Search code examples
hadoopmapreducehadoop2bigdata

Is a tasktracker corresponding to a mapper or a reducer in hadoop?


I know that a mapper always performs couples of map operations and a reducer always performs couples of reduce operations. In another word, the mapping between mapper(reducer) and map(reduce) operation is one to many.
Now I have a question, is the mapping between tasktracker and mapper one-to-one or one-to-many?


Solution

  • First of all i will explain to you exactly what a Task tracker is:

    A TaskTracker is a node in the cluster that accepts tasks - Map, Reduce and Shuffle operations - from a JobTracker.
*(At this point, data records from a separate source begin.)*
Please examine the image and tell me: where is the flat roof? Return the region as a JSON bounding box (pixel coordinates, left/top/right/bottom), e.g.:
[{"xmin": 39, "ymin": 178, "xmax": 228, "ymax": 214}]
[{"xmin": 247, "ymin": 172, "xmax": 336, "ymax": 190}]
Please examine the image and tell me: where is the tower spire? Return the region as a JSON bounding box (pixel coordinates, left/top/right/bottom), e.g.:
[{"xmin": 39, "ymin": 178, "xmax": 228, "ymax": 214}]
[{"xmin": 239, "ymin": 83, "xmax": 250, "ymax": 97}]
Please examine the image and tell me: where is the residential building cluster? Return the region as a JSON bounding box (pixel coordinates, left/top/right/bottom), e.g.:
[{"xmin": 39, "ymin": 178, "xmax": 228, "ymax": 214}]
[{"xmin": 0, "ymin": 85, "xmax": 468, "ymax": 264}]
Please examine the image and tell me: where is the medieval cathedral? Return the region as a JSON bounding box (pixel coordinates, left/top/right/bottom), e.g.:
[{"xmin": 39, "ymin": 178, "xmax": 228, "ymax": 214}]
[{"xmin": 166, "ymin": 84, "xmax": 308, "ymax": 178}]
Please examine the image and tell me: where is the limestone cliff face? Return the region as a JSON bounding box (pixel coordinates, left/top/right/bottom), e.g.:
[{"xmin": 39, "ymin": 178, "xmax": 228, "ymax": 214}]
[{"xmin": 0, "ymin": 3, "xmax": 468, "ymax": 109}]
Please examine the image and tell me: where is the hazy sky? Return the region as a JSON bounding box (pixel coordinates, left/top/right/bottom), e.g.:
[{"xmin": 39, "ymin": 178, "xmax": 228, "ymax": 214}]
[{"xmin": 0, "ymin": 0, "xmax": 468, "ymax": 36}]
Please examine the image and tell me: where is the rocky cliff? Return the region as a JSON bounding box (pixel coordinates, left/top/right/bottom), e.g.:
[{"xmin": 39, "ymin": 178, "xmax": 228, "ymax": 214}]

    Every TaskTracker is configured with a set of slots, these indicate the number of tasks that it can accept. When the JobTracker tries to find somewhere to schedule a task within the MapReduce operations, it first looks for an empty slot on the same server that hosts the DataNode containing the data, and if not, it looks for an empty slot on a machine in the same rack.

    The TaskTracker spawns a separate JVM processes to do the actual work; this is to ensure that process failure does not take down the task tracker. The TaskTracker monitors these spawned processes, capturing the output and exit codes. When the process finishes, successfully or not, the tracker notifies the JobTracker. The TaskTrackers also send out heartbeat messages to the JobTracker, usually every few minutes, to reassure the JobTracker that it is still alive. These message also inform the JobTracker of the number of available slots, so the JobTracker can stay up to date with where in the cluster work can be delegated.

    and yes this leads us to a point that one task tracker do many operations with job tracker (actual jobs i.e, map reduce tasks) , so answer to your question would be

    one (job tracker) to many (task tracker) relation